And now, the envelope please.
6 Questions with Katherine Walker:
1) What is the least interesting thing about being a director?
"Having to execute things you know won't work due to politics (working with big egos/little talent)
2nd least interesting--looking for work/job interviews, esp with people who don't understand what you do."
2) What is your favorite vice or virtue?
"Vice--Indulging in intoxicants, on occasion (binge-celebrating!); listening to music really, really loud and blowing speakers!
Virtue--kindness, especially to someone who is down-and-out or having a bad time / charity"
3) What is the best thing you ever ate?
"Fresh Maine Lobster (especially outside on Robinson Wharf!)"
4) What are your favorite and least favorite words?
"Favorite: verisimilitude, bemused, exacerbate, onomatopoeia, wonky, yowza
Least favorite (generally using a noun as a verb) like the economy 'impacted' my life and 'loan money' (it's 'lend' money); turn-key."
5) To what faults do you feel most indulgent?
"I never learned how to set boundaries (due to some pretty bad childhood trauma) so I have a very high tolerance for abusive situations (which are quite prevalent in the 'film' industry); I don't know how to advance myself like others do, meaning I am not that great at politicking for my own benefit; I just work hard, have integrity and try to be true to the process--when a lot of times, I should have really been more concerned with self-preservation. We'll see how it ends up in the end."
6) What decision in your career are you most thankful for?
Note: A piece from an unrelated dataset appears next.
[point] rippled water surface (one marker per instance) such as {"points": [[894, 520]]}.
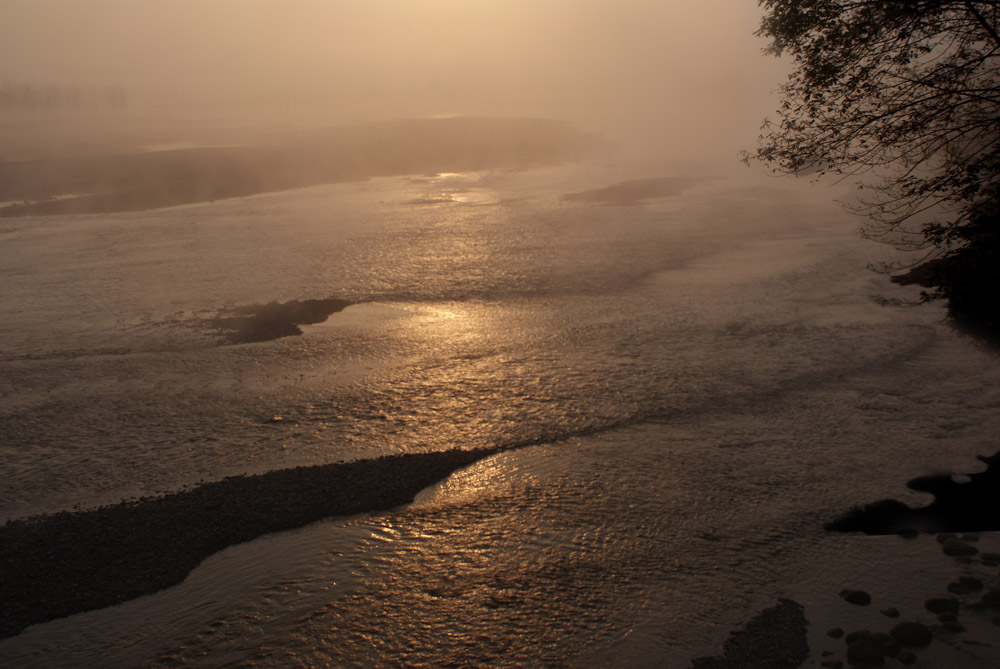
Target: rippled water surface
{"points": [[699, 382]]}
"Being persistent on a few key occasions: 1) securing my first PA job on "The Lost World" by contacting the A.D. repeatedly; 2) getting Harrison Ford a cup of coffee and delivering it to him even after someone else gave him a cup; 3) not giving up when the EP on "Amazing Race, season 3" told me he wouldn't hire me as a producer--I suggested a drop in title, then, and accepted the Associate Producer role. The episode 311 that I put together in post that year won the series' first Emmy. I guess, overall, not giving up. Which is ironic because now that's all I think about -- getting out of the rat race and like the Frank Zappa song says, 'moving to Montana.' The problem? I really love what I do.
The reason the Harrison Ford story is significant (duh!) is not because I got him a cup of coffee--it was because I was only hired for 3 days and ended up doing every day on that movie over 5 months (because I worked very hard for the First A.D. but also because I approached Mr. Ford without being intimidated at all) -- a similar story was with Robert DeNiro when he was standing in the doorway of his trailer and no one would talk to him, they were all too scared. We were delayed over an hour due to a camera issue, and it was a Sunday and the gear had to come from Panavision Woodland Hills for some reason.
I went up to the stairs and looked up -- he asked me what was going on. I figured, if anyone knew about cameras it was him (due to Scorsese) so I told him the diopter broke and what was going on, he said thank you. By the end of that shoot ("Fifteen Minutes"), on the set, his hair & make-up person yelled at the director (who had kept Bob ducktaped in a chair for over 2 hours of re-takes--as he was getting the crap beaten out of him) that I was the only one who they would deal with! The little PA!
Well, not so little. I'm 6 feet tall!
Anyway, by being honest and upfront with big time actors, I actually gained their respect and they loved the fact that my attitude was "You're making $ 20 million? Get your ass to set!"
Thanks to Katherine for doing this and thanks to you for reading!